1. INTRODUCTION
Object segmentation has been widely used in many applications, such as object tracking and object recognition. Object segmentation can be classified into the following three categories: global knowledge based segmentation, region based segmentation, and edge based segmentation. Although these traditional methods have achieved acceptable results, they still do not perform well for images that contain small objects. For small objects in a natural image, the previous state-of-art methods have not obtained satisfactory results because the small object is sensitive to noise and cluttered backgrounds. In this paper, we focus on the small object segmentation in natural images.
Recently, the applications of visual attention in computer vision have become popular, which include object detection, recognition, segmentation, and tracking. Visual saliency is the perceptual quality that makes an object, a person, and pixel stand out in relation to its neighbours and thus, capture our attention. Saliency estimation methods can be classified into the following three different types: biologically based, computational, or a combination of these two methods. Generally, most of the recent methods convey low features such as intensity, color, or orientation in order to determine the contrast of image regions. In the first category, Itti et al. [1] and Koch and Ullman [2] proposed their method based on biologically plausible architecture by creating centre-surround contrast by using a Different of Gaussian (DoG) approach. Some of the methods that are based only on pure computational models [3,4] estimate saliency by using centresurround feature distances. The third category of approaches incorporate biological models into computational ones [5], create feature maps with Itti’s method but perform the normalization using a graph based method.
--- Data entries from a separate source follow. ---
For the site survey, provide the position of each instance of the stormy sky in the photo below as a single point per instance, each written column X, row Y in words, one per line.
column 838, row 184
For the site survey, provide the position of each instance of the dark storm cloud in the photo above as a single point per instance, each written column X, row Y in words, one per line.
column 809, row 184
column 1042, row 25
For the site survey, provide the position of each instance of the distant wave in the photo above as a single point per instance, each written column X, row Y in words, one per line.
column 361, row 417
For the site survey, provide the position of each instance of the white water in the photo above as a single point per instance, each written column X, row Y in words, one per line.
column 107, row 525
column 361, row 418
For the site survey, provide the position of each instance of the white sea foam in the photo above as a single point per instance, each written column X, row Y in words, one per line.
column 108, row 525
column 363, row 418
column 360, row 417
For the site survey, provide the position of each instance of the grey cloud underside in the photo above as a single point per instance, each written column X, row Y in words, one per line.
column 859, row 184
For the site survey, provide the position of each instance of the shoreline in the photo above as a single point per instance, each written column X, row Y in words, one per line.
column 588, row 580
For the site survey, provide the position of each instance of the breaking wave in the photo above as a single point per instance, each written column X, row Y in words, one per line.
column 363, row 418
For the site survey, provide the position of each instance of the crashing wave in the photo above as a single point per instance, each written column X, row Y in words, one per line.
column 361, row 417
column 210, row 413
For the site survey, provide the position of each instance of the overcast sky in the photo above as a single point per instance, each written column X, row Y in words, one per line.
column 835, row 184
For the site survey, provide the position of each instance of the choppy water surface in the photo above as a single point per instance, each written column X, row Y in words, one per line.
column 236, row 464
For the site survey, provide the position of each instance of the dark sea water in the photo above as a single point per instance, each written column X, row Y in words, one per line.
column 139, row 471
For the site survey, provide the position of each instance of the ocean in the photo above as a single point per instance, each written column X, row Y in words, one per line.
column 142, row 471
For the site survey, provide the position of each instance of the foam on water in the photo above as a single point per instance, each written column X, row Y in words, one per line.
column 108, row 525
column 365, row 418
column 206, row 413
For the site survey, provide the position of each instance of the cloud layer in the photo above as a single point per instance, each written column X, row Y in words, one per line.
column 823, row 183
In this paper, we implement our computational model to extract the location, size, and shape of objects from images.
Attention object detection is attracting the ever-increasing efforts, yet it is still a challenging task, especially for natural images. In natural images, it is very difficult to find the object of attention due to the small objects and complicated background. Moreover, the gap between machine learning and human perception makes the task even harder. The existing methods of the natural image segmentation include minimizing the active contour, edge flow, MRF, kernel density estimation, spline regression, and GMM. Among these methods, GMM is more robust than other methods, due to its region-based essence. In order to implement GMM, the EM algorithm [6, 11] and some other co-training algorithms were applied to find the optimal parameters. These algorithms significantly improved the segmentation accuracy. Our previous research on the Co-EM strategy for natural image segmentation demonstrated promising segmentation results. However, it is still difficult to do small object segmentation due to two reasons. First, the objects of attention are very small and might be identified as part of the background. Second, the objects of attention might be easily distorted by the color and texture of the surroundings. Therefore, the objects become too insignificant to be extracted.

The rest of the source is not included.